Clouded Mirror 2002-02-09 10:49 p.m.


This me... imperfectly.

I hurt: all the time.

I love: unconditionally.

I hate: numbness and uncertainty.

I cry: every night.

I fear: tomorrow more than I feared today.

I hope: to be appeased.

I feel alone: when I've lost my sanity.

I kill: time.

I talk: way too much.

I listen: as much as I think.

I break: barriers and my back trying.

I see: things in grey and gold.

I smell: the comforts of home.

I taste: most things at least once.

I work: at self-preservation - conservation

I remember: people's faces and deatils about you.

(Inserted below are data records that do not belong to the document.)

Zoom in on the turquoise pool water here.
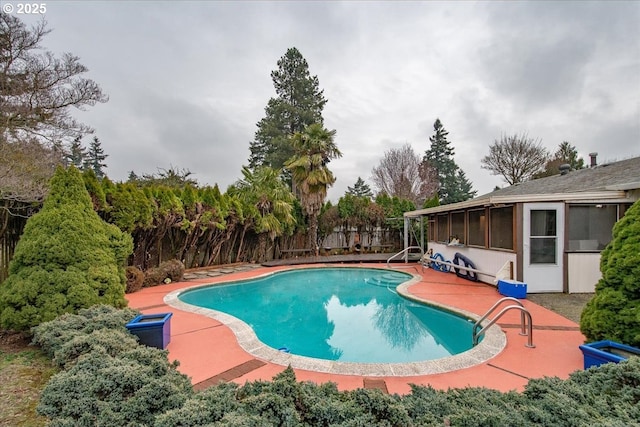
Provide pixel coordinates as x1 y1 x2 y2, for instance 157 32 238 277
179 267 473 363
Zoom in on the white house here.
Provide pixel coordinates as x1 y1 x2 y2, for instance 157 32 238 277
404 155 640 293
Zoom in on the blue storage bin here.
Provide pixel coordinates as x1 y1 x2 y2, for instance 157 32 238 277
579 340 640 369
498 279 527 299
126 313 173 349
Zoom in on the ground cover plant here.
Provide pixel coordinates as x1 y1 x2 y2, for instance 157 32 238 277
28 306 640 427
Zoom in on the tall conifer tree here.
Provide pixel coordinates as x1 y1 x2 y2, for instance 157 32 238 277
249 47 327 169
85 136 108 179
424 119 476 205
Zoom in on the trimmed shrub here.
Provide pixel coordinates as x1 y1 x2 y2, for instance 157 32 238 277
125 265 144 294
580 201 640 347
38 346 192 426
32 305 139 365
0 167 133 331
34 306 193 426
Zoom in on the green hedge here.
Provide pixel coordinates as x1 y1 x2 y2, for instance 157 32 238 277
0 167 133 331
580 201 640 347
34 306 640 427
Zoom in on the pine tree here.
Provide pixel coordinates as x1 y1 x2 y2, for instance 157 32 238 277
65 136 87 170
424 119 476 205
0 167 133 331
249 47 327 169
84 136 108 179
346 177 373 199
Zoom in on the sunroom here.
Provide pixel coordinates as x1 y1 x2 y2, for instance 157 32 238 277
404 158 640 293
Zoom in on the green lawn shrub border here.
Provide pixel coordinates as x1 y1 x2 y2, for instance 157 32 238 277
34 306 640 427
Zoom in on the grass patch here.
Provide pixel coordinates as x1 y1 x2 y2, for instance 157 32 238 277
0 348 57 426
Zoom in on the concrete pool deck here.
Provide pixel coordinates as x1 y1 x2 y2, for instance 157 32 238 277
127 264 584 394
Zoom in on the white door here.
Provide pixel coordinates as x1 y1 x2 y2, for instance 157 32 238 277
522 203 564 293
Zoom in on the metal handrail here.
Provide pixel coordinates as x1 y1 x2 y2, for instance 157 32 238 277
473 297 527 335
387 246 424 268
473 297 535 348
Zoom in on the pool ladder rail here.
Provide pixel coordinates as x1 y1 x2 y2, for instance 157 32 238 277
387 246 424 268
473 297 535 348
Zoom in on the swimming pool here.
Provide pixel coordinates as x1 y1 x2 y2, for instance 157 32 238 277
178 267 484 364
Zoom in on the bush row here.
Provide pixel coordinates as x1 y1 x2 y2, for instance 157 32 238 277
34 307 640 427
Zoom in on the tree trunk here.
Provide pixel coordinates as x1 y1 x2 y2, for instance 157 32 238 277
308 213 318 256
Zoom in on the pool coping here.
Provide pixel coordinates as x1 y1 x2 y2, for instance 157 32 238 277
164 264 507 377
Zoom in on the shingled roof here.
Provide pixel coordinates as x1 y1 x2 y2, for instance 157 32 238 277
478 157 640 199
404 157 640 217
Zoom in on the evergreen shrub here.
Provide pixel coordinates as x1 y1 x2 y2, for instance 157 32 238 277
34 306 193 426
580 201 640 347
0 167 133 331
32 305 140 365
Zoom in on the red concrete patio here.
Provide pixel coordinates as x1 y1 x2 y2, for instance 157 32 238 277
127 264 584 394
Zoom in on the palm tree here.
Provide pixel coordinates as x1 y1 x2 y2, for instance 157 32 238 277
285 123 342 255
227 166 295 261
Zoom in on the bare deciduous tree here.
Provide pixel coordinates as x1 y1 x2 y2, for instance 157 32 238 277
0 13 108 143
480 133 549 185
371 144 438 206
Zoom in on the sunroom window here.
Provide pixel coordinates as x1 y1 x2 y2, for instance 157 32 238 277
569 204 618 252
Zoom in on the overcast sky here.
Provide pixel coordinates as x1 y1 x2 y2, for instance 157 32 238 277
15 0 640 201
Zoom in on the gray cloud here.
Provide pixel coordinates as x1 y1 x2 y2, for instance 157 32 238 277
17 1 640 201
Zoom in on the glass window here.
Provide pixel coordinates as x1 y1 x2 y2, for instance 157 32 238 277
451 212 465 245
427 215 436 242
489 206 513 249
467 209 486 247
569 204 618 251
436 214 449 242
529 209 557 264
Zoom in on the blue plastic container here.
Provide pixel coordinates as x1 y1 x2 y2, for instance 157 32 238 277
579 341 640 369
126 313 173 349
498 279 527 299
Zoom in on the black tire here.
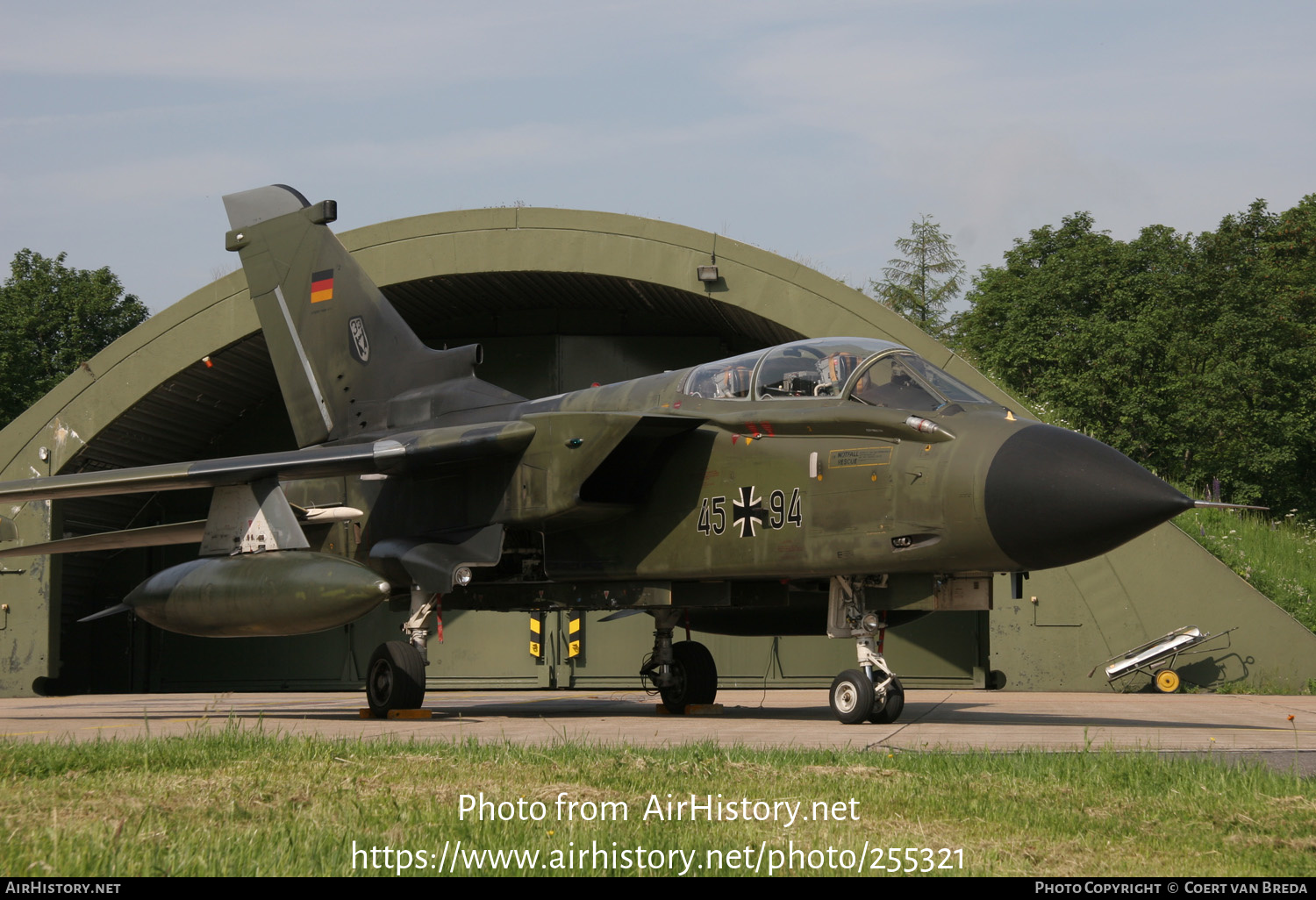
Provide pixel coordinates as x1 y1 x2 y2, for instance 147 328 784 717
869 675 905 725
828 668 873 725
366 641 426 716
658 641 718 716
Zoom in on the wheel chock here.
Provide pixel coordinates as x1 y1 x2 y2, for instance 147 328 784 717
357 707 434 718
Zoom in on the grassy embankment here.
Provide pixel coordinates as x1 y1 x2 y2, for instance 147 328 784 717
0 723 1316 876
1174 510 1316 632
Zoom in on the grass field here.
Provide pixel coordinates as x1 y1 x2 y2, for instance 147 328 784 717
0 724 1316 876
1174 510 1316 632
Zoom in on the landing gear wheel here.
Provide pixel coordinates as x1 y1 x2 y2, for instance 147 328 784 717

I hold: more than I can carry.

I hide: my flaws not very well.

I pray: in the presence of those praying.

I drive: My boyfriend crazy.

I read: my past to plan my future.

I burn: brain cells with anxiety and pointless thought... and with the pills that are suppose to make me ok.

I breathe: because I have to.

I play: the powerless.

I miss: my family... and the girl they knew.

I learned: what you thought you might be, you are usually not.

I feel: shredded on the inside... like leather on the out. Tough skin - soft heart.

I know: survival is for the fittest

I sing: to forget.

I dream: vividly.

I have on: black and perfume.

I want: you to bring it all back to me.

I wait: for things to be easy and for the sun to go down.

I need: to know for sure.

I live: in my silhouette

I die: slowly with every breath.

I am fortunate: am I?

I think: my mind is at war

I am: monochromatic

I am still: Superimposed.

A little birdie let me borrow her list. I think the key is to answer without taking time to think. I just wrote what came to my mind. Honesty shows first... it's shaded by time.